26 gennaio 2011

L’Auschwitz del pensiero

Elie Wiesel: «Il pericolo è normalizzare l’Olocausto»
di Elie Wiesel
Non voglio scoraggiare nessuno, ma a volte credo che abbiamo perso la lotta per il ricordo. Questo non significa che dobbiamo smettere di lottare. Al contrario, dovremmo continuare a combattere. Il tempo però lavora contro di noi, come diceva Joachim Fest: il tempo è un alleato potente di coloro che parteggiano per la storicizzazione del nazismo. La gente non vuole più ricordare. Non può convivere con la verità e allora pensa di poter vivere contro di essa. Ma anche se siamo solo in pochi e se diventiamo sempre di meno, dovremo continuare a ricordare. Fra cento anni gli studenti scopriranno che ci furono alcuni che rimasero fedeli alla memoria. Questo è un motivo sufficiente per continuare a ricordare. Spiegare la singolarità di Auschwitz non è semplice.

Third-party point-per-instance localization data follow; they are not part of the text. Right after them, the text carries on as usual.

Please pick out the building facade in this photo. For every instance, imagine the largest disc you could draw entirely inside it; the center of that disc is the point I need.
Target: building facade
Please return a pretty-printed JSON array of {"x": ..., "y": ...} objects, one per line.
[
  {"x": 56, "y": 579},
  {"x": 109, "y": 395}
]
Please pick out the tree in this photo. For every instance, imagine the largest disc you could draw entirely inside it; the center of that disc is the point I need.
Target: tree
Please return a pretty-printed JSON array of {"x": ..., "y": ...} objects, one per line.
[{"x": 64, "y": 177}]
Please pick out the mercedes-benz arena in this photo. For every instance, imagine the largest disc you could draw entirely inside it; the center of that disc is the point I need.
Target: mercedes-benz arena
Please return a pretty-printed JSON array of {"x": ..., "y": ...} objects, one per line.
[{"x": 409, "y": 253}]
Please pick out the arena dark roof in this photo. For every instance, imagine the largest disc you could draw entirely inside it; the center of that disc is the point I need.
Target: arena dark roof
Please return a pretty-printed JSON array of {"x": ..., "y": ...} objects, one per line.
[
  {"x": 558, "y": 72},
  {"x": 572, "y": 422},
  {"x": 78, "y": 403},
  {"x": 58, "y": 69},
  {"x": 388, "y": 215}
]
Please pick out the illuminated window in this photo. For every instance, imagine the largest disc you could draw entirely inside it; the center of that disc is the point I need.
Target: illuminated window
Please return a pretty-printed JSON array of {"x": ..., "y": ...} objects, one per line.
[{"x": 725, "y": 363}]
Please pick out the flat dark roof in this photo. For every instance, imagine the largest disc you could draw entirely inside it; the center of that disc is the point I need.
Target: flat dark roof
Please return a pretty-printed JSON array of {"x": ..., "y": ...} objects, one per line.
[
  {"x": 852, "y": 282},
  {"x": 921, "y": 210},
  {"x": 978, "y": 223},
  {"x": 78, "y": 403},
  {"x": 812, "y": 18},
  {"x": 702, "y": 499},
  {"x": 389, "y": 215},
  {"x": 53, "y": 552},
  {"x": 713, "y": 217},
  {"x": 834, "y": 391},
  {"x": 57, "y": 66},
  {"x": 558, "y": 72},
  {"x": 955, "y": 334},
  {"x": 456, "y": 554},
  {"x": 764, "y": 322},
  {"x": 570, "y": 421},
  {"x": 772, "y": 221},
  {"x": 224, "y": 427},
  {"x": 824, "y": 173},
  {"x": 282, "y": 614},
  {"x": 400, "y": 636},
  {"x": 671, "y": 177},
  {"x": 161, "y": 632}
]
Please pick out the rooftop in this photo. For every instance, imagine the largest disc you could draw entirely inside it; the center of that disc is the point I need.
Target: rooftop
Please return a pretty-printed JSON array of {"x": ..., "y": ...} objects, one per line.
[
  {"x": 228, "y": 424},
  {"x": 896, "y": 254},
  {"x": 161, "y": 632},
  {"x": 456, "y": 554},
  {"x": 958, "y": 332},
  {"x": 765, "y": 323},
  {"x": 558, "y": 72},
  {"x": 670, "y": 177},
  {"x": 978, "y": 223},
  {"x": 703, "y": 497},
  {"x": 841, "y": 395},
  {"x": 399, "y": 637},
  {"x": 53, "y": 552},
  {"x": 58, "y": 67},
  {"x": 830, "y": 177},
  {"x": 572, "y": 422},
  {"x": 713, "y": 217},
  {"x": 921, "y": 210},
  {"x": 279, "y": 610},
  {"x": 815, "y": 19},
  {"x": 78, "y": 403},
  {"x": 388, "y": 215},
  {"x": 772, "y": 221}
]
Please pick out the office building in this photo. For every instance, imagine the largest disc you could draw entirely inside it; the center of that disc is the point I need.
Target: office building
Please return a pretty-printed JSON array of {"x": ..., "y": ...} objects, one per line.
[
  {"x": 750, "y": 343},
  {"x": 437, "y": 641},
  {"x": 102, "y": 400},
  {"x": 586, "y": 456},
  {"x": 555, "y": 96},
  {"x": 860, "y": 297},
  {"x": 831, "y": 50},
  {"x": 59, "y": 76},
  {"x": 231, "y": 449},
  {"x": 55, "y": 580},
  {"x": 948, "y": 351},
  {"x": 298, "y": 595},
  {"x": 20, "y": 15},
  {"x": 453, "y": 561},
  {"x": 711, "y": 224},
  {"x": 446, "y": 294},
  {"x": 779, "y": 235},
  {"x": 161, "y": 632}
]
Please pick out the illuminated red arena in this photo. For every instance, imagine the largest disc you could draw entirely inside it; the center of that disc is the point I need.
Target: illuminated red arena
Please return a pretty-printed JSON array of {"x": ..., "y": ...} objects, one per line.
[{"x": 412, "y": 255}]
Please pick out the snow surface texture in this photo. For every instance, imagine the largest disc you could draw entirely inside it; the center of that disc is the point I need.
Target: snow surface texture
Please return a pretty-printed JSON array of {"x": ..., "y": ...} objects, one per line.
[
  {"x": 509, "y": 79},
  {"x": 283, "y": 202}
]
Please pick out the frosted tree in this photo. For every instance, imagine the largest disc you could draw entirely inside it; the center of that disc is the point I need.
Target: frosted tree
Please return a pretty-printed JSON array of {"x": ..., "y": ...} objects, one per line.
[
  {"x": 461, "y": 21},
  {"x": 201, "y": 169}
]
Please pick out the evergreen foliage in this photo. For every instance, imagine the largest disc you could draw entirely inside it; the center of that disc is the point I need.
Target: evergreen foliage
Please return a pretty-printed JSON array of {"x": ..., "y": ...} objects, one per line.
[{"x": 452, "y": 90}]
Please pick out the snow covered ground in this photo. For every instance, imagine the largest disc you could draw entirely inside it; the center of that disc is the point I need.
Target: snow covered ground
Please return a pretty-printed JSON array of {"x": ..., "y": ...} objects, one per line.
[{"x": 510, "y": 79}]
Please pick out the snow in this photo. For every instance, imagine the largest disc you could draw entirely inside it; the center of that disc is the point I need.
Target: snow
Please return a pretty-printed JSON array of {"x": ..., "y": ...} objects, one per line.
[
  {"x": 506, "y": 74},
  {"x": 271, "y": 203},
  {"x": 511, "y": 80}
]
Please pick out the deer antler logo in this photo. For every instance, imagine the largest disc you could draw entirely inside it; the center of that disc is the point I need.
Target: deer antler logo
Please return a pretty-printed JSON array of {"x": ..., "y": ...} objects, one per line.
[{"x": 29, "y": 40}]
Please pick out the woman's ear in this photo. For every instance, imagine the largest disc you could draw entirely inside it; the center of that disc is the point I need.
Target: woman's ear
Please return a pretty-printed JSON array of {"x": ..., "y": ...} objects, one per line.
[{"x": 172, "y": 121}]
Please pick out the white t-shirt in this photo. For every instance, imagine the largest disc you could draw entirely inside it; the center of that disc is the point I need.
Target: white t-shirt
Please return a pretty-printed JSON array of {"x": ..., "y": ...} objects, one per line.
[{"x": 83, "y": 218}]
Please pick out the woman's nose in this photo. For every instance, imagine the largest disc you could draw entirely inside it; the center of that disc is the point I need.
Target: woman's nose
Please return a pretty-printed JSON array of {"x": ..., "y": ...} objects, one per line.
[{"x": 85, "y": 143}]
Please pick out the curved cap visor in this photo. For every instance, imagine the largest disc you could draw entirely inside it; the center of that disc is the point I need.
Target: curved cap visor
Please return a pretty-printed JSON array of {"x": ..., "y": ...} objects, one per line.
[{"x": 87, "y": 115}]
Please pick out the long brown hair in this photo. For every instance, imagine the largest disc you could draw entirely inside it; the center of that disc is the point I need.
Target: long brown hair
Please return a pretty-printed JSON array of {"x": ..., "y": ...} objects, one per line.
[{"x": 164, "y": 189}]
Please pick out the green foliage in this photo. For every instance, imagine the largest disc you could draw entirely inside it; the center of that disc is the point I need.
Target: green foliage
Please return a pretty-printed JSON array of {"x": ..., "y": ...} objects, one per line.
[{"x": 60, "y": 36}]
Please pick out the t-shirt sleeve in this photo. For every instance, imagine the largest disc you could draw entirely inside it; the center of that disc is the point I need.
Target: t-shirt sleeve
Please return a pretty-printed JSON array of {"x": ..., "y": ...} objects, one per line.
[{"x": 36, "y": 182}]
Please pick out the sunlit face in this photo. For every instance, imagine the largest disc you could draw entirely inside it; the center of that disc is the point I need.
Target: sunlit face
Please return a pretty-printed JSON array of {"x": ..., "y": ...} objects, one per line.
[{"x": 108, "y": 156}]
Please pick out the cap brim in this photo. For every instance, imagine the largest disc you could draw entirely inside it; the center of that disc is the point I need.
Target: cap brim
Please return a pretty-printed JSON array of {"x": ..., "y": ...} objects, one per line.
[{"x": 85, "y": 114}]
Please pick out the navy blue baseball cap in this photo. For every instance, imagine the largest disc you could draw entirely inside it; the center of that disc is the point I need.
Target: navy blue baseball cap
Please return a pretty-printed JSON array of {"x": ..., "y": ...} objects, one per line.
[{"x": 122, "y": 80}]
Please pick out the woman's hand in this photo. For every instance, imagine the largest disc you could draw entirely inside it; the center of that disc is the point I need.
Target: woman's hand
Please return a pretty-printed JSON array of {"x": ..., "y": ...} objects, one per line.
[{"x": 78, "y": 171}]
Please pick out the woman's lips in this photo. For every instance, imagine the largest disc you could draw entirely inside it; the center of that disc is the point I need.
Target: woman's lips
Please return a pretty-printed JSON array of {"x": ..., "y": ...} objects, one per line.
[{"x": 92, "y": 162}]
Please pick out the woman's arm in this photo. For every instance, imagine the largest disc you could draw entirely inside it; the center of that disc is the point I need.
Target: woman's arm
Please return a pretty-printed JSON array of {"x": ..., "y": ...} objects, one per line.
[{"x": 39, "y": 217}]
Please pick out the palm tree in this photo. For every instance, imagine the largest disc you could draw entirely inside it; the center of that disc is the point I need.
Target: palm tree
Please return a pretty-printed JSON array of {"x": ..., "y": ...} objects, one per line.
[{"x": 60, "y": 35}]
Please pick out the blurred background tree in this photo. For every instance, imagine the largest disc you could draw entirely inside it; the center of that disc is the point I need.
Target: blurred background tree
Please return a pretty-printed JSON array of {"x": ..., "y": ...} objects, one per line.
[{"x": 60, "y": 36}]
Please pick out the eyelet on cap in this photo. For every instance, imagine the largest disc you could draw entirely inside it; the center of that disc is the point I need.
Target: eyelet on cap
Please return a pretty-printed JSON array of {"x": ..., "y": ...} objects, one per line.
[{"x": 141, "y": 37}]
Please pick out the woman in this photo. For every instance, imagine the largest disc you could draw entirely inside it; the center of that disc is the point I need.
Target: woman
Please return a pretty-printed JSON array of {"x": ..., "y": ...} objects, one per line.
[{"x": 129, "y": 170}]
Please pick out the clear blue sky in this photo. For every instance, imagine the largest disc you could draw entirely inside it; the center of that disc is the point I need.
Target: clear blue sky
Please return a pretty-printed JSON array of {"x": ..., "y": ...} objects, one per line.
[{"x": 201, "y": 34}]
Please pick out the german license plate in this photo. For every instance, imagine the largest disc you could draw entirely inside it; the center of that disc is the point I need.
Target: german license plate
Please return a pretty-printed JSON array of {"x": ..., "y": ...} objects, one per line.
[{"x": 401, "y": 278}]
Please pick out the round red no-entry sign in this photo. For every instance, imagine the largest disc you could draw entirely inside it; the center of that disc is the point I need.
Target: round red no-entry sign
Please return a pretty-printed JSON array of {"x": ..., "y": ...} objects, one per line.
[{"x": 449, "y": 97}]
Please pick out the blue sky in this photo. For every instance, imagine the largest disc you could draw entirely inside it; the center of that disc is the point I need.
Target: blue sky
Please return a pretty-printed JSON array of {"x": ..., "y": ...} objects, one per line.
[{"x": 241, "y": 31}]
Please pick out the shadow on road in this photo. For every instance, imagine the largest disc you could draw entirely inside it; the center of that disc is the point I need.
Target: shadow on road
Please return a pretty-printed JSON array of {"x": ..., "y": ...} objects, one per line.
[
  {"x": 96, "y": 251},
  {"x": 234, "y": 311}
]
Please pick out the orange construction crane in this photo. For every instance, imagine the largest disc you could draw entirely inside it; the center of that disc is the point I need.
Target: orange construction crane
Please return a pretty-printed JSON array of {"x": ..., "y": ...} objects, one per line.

L’argomento che più frequentemente si ripete è ancora valido: il popolo ebreo era ed è l’unico popolo destinato all’estinzione completa. Questo significa che un ebreo nell’Estremo Oriente o un ebreo a New York o in Norvegia era condannato a morte. Nessun altro popolo condivide questo destino tranne un popolo dell’antichità, gli Etruschi. Furono estinti e nessuno sa il perché. Un bel giorno i Romani decisero di ammazzare tutti gli Etruschi e questa decisione si trasformò in un fatto. Questa decisione fu tale che i Romani giunsero a distruggere completamente la cultura e la lingua etrusche. Un ulteriore motivo della singolarità di Auschwitz è che nessun popolo fu mai tanto solo quanto quello ebreo. Durante la guerra anche altri uomini furono eliminati dai tedeschi, non solo gli ebrei. Per tutti esistevano comitati di soccorso che sostenevano questa gente. I comunisti furono sostenuti da Mosca, altri da Washington o Londra, gli ebrei non ebbero alcun aiuto. Non ebbero nessuno alloro fianco.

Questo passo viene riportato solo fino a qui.